But once you're up in that "I can't even fit this in an 4-8U sled" territory (whatever it is in a given decade) you're probably doing some kind of map/reduce thing, so there's a strong incentive to have a column-major layout. If you can periodically sort by some important column so much the better (log2 n binary search), but mostly you've got a bunch of mappers (which you work hard to get locality on relative to the DFS replicas where the disks live, maybe on the same machine, maybe in the same top-of-rack switch or whatever) zipping through different columns or column sets and producing eligible conceptual "rows" to go into your "shuffle/sort/reduce" pipeline to deal with joins and sorts and stuff like that.

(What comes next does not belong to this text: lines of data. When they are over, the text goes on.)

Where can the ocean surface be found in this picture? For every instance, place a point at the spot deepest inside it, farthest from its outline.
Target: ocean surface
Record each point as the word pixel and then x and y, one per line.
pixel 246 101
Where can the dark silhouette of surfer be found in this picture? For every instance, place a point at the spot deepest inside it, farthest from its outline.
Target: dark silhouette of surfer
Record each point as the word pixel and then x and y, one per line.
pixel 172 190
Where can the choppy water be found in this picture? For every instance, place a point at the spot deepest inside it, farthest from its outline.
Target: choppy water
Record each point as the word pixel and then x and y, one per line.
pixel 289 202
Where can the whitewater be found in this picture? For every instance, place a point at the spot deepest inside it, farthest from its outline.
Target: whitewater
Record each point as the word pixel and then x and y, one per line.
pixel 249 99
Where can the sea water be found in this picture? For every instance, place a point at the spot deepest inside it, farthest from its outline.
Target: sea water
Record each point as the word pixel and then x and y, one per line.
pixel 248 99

I don't know how Google does it, but I think most everyone else started with something like the Hadoop ecosystem and many with something like Hive/HQL to give a SQL-like way to express that job, especially for ad-hoc queries (long-lived, rarely changing overnight jobs might get optimized into some lower-level representation).

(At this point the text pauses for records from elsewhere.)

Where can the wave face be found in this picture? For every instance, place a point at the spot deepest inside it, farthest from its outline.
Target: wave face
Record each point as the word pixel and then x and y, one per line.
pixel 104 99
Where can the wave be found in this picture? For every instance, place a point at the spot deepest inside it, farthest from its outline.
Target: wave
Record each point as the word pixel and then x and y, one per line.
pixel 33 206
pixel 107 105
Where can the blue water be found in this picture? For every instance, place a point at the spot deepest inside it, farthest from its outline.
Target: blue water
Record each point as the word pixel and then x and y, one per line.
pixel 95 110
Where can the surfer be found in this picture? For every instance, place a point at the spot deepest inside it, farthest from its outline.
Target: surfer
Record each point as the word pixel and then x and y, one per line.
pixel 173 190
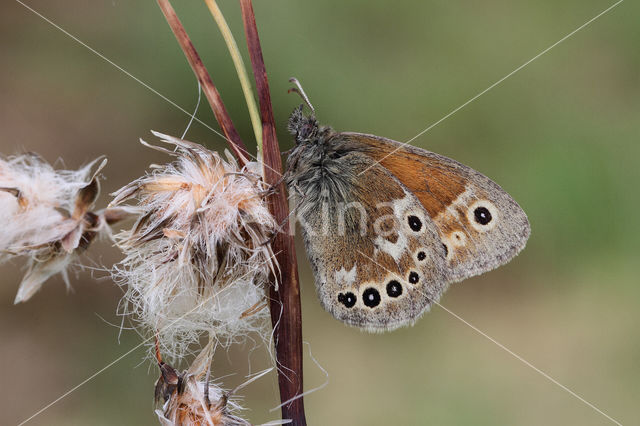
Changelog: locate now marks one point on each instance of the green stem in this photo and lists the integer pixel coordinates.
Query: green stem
(240, 70)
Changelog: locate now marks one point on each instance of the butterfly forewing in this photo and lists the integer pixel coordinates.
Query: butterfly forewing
(480, 225)
(375, 252)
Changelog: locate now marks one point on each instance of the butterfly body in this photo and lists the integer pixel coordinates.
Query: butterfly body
(388, 227)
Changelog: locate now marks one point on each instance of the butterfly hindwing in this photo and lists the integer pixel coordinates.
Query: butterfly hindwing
(375, 252)
(480, 225)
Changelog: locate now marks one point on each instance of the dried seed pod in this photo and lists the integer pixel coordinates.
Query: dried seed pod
(191, 399)
(48, 214)
(197, 259)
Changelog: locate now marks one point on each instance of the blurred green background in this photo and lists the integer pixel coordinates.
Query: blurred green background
(562, 136)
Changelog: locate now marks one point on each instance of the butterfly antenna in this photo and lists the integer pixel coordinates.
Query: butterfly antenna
(300, 91)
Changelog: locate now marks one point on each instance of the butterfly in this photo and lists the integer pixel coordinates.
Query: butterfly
(388, 226)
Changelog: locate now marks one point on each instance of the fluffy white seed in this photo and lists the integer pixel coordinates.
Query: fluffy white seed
(197, 259)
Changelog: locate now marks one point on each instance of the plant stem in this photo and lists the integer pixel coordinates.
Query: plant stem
(240, 70)
(286, 314)
(219, 110)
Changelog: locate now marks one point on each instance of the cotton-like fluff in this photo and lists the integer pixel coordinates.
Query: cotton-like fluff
(198, 258)
(47, 217)
(191, 399)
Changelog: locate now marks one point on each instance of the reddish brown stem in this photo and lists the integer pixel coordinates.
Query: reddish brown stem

Around the time I was getting out of that game, Spark was starting to get really big, which was due to some combination of RAM getting really abundant and just kind of a re-think on what was by then a pretty old cost model. I have no idea what people are doing now.
I'd love it if someone with up-to-date knowledge about how this stuff works these days chimed in.
That said, they've kind of introduced it with the Search Optimization Service, which is like an index across the whole table for fast lookups, but even that is automatically maintained in your behalf.
the indices is nice, but the bigger selling feature for me is if you have many services, and each services data are in the warehouse, you can join against them all together.